Training Diffusion Models with Federated Learning
Matthijs de Goede, Bart Cox, Jérémie Decouchant
TL;DR
The paper addresses privacy, copyright, and data authority concerns in diffusion-model training by introducing FedDiffuse, a federated learning framework that adapts FedAvg to train a DDPM on a shared UNet backbone. It introduces three communication-efficient strategies—USplit, ULatDec, and UDec—that leverage the UNet structure to reduce exchanged parameters while preserving image quality, achieving up to $74\%$ reduction in communication with IID data. Experimental results on Fashion-MNIST (and CelebA) show that FedDiffuse can approach centralized performance in FID with a smaller number of clients, though robustness to non-IID skew varies by method. Overall, the approach demonstrates that diffusion models can be trained in a privacy-preserving, decentralized manner, potentially broadening participation beyond major tech entities.
Abstract
The training of diffusion-based models for image generation is predominantly controlled by a select few Big Tech companies, raising concerns about privacy, copyright, and data authority due to their lack of transparency regarding training data. To ad-dress this issue, we propose a federated diffusion model scheme that enables the independent and collaborative training of diffusion models without exposing local data.
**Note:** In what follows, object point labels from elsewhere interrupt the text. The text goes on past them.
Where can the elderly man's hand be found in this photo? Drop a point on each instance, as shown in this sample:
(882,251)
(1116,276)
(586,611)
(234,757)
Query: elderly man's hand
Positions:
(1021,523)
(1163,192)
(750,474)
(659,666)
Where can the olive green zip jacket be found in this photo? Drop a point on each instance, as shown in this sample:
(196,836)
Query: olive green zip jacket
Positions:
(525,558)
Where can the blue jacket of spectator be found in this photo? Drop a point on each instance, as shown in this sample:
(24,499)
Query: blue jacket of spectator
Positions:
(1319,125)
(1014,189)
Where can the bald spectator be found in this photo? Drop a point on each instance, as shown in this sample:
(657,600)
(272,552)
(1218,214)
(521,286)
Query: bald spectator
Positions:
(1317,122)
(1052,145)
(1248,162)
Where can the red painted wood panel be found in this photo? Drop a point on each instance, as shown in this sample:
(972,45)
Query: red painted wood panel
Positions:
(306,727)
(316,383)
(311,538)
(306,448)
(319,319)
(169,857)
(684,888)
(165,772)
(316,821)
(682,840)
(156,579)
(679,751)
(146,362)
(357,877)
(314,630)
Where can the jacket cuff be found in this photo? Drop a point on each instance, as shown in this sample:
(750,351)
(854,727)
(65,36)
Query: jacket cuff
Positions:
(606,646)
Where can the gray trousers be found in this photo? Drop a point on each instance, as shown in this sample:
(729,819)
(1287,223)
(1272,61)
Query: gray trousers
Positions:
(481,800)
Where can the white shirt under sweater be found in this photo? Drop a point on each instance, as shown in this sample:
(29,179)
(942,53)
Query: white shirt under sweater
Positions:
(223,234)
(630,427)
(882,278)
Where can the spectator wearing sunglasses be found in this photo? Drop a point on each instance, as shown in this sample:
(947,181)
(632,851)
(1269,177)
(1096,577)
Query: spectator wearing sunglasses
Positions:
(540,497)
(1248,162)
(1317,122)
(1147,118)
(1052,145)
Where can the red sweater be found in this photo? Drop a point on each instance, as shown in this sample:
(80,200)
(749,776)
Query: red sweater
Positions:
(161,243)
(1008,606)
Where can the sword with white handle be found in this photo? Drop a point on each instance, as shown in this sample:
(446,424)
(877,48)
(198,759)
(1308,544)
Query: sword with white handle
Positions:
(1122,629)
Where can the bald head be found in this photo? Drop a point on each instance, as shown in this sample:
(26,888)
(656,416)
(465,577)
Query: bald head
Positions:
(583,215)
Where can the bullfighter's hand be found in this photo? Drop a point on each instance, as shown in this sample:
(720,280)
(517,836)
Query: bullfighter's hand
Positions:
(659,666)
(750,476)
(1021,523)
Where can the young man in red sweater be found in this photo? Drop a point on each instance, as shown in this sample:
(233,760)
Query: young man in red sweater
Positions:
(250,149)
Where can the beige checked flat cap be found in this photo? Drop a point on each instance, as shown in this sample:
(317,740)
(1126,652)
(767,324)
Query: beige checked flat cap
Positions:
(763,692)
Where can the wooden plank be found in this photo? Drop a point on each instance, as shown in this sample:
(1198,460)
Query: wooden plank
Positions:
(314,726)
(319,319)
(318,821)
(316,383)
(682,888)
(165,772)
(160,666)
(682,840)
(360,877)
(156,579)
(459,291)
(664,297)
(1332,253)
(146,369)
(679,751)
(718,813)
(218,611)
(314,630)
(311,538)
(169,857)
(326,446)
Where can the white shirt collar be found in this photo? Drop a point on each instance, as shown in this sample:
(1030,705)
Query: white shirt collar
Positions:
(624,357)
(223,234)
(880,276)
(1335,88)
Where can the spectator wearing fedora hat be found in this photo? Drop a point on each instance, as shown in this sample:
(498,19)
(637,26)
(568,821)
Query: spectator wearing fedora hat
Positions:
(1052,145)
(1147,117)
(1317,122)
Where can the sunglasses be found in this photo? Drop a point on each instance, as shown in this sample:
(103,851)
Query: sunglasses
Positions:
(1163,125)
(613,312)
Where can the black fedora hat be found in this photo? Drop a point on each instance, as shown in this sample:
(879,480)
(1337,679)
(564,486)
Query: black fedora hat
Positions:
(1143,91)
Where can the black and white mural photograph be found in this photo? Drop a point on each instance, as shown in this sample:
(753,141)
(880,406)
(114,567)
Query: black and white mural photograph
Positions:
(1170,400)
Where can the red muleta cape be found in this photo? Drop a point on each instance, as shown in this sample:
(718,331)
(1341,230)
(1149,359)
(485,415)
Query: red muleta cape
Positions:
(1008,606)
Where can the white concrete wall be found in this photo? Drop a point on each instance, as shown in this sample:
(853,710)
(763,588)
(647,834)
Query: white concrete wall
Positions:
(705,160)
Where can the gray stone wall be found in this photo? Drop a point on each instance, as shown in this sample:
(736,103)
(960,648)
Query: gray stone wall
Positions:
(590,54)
Our approach adapts the Federated Averaging (FedAvg) algorithm to train a Denoising Diffusion Model (DDPM). Through a novel utilization of the underlying UNet backbone, we achieve a significant reduction of up to 74% in the number of parameters exchanged during training,compared to the naive FedAvg approach, whilst simultaneously maintaining image quality comparable to the centralized setting, as evaluated by the FID score.